The Mini Theatre sessions are designed to engage and inspire the audience, and the opening talk delivered by Tomas Marques Bonet certainly didn’t disappoint. Thomas, Principal Investigator of the Comparative Genomics group at the University Pompeu Fabra and Institute of Evolutionary Biology, presented his team’s research utilising long-read nanopore sequencing to characterise the human Y chromosome. Describing it at the ‘forgotten chromosome’, Tomas explained how mammalian Y chromosomes are often neglected from genomic analyses due to their inherent assembly difficulties. Challenges include high palindromic repeat content, indels, and translocations, which have been linked to medically-relevant phenotypes. Traditional techniques of sequencing the Y chromosome have included flow sorting and amplification-based short-read sequencing; however, these techniques don’t provide the whole picture due to the introduction of amplification bias and removal of epigenetic modifications. As a result, to date, only a handful of species have had their Y chromosome fully characterised. Indeed, only a single human reference-quality Y chromosome, which is of European ancestry, is currently available. In order to redress this gap in our genomic knowledge, Tomas and his colleagues developed a new methodology to sequence native, unamplified, flow sorted DNA using long-read nanopore sequencing. In a proof-of-concept experiment approximately 9 million Y chromosomes were sorted from the lymphoblastoid cell line (HG02982), whose haplogroup (A0) represents one of the earliest known human lineages. Using a single MinION sequencing run the team were able to generate 25x coverage of the Y chromosome.

After basecalling using Guppy, sequence assembly was performed using Canu, with subsequent polishing using Medaka, Racon, and Pilon. The final Y chromosome assembly revealed a significant improvement over previous, comparable short-read sequencing methods — increasing contiguity by 800%. This technique resulted in the first ever highly-contiguous assembly of a Y chromosome of African origin. The contig N50 for this assembly is 1.5 Mb, which Tomas described as ‘really good, considering the complications [inherent with this chromosome]'.

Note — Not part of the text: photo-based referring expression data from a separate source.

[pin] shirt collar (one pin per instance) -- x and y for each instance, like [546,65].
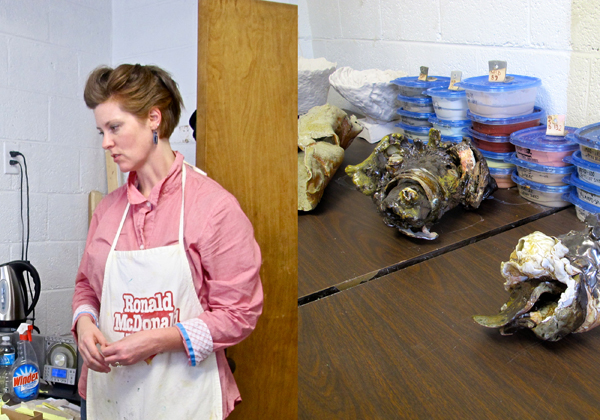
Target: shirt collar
[164,186]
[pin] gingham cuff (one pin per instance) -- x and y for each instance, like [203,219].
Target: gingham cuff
[85,309]
[197,340]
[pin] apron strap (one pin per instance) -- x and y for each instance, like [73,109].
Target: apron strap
[114,245]
[183,178]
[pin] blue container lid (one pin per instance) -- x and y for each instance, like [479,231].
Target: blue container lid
[540,168]
[495,155]
[482,83]
[572,198]
[418,115]
[501,171]
[576,159]
[450,123]
[413,81]
[487,137]
[414,128]
[444,92]
[575,181]
[589,136]
[537,113]
[453,139]
[536,138]
[541,187]
[416,100]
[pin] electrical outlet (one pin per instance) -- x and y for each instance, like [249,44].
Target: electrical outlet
[8,168]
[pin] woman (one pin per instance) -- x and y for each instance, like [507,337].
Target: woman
[170,274]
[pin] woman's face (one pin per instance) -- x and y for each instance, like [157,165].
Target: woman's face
[128,139]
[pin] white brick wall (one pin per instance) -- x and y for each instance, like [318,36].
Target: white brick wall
[47,49]
[164,33]
[533,36]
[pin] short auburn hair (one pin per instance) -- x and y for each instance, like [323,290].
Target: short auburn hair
[137,89]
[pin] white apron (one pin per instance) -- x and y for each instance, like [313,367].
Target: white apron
[146,289]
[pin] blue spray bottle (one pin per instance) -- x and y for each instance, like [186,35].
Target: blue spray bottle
[24,378]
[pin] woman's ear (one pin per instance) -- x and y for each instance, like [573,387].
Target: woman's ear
[155,118]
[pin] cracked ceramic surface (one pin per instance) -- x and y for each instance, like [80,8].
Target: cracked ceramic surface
[313,82]
[370,91]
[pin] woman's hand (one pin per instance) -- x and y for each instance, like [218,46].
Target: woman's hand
[142,345]
[88,336]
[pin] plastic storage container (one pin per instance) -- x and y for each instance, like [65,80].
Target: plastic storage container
[587,171]
[453,139]
[533,145]
[416,104]
[588,138]
[450,127]
[542,174]
[449,104]
[506,126]
[413,132]
[501,99]
[582,209]
[546,195]
[497,160]
[412,86]
[503,176]
[496,144]
[415,118]
[587,192]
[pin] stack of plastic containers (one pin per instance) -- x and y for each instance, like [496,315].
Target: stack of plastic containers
[416,108]
[540,166]
[450,108]
[586,181]
[496,110]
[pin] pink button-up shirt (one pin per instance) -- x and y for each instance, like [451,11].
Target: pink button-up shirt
[220,246]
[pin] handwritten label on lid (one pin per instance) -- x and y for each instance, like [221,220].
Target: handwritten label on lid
[497,71]
[455,77]
[555,125]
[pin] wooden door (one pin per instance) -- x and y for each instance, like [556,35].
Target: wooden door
[247,141]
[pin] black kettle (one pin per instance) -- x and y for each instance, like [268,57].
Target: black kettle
[14,302]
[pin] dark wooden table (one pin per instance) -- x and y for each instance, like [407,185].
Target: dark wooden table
[404,346]
[344,242]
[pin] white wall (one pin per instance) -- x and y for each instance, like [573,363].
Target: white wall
[164,33]
[47,49]
[447,35]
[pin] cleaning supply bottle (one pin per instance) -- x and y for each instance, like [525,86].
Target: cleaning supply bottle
[24,379]
[7,359]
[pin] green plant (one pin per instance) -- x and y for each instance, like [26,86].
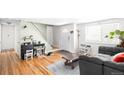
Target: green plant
[116,34]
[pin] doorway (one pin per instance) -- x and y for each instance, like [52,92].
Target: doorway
[7,37]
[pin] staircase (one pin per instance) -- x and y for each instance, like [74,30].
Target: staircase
[48,46]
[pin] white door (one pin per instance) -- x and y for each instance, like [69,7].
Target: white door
[7,36]
[65,42]
[50,35]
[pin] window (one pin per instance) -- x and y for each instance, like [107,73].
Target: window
[93,33]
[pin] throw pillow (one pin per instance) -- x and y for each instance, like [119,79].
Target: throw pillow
[118,57]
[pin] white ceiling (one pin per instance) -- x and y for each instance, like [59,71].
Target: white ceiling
[56,21]
[60,21]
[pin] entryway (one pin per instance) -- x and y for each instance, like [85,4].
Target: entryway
[7,37]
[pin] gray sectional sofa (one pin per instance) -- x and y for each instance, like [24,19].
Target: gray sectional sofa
[97,66]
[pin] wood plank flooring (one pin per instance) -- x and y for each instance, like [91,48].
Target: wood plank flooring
[10,64]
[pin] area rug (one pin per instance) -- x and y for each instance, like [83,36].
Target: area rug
[59,68]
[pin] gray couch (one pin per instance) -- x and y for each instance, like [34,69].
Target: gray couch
[96,66]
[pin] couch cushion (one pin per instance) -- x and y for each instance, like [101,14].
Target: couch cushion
[118,66]
[104,57]
[91,59]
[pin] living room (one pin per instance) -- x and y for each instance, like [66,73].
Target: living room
[55,46]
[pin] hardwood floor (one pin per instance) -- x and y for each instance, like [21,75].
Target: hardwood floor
[10,64]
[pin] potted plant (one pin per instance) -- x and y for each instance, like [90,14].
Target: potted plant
[117,34]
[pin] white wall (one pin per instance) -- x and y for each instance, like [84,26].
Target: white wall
[0,38]
[105,26]
[49,34]
[57,36]
[21,32]
[31,30]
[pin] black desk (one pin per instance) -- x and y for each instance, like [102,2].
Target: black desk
[40,47]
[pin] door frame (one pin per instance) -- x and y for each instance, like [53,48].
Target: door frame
[14,34]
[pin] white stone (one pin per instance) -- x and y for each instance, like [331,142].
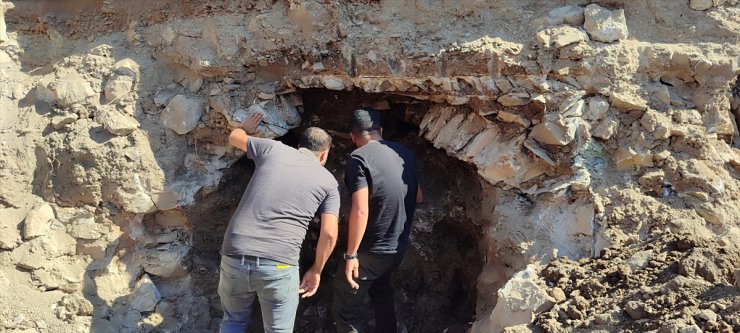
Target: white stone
[605,128]
[605,25]
[707,315]
[138,201]
[639,260]
[332,83]
[550,133]
[163,97]
[63,120]
[173,218]
[145,296]
[518,302]
[114,281]
[182,114]
[127,67]
[41,251]
[510,117]
[38,222]
[118,123]
[68,90]
[166,261]
[117,87]
[597,108]
[85,227]
[514,99]
[561,36]
[700,4]
[570,14]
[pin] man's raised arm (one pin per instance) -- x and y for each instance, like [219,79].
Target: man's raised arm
[326,243]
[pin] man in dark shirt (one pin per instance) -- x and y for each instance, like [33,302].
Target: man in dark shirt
[259,255]
[382,178]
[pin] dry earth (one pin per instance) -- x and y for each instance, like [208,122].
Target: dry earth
[581,158]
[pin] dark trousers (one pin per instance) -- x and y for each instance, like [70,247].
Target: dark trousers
[375,281]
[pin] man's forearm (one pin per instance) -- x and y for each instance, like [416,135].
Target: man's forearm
[357,226]
[326,243]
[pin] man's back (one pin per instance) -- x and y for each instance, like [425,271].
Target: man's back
[389,170]
[287,189]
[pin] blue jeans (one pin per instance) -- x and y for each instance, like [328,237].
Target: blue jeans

Based on these successful results the team proceeded to apply the same methodology to ten additional, genetically diverse, human lineages, the majority of which are of African descent. Work is ongoing but initial results from eight of the samples revealed similar, highly-contiguous assemblies, with a median contig N50 of 1.34 Mb and a range of 0.91-4.51 Mb. Further, two of the assemblies contained almost the entire Y chromosome p-arm in a single contig, which, according to Tomas, will facilitate much more in-depth analysis of this previously neglected chromosome.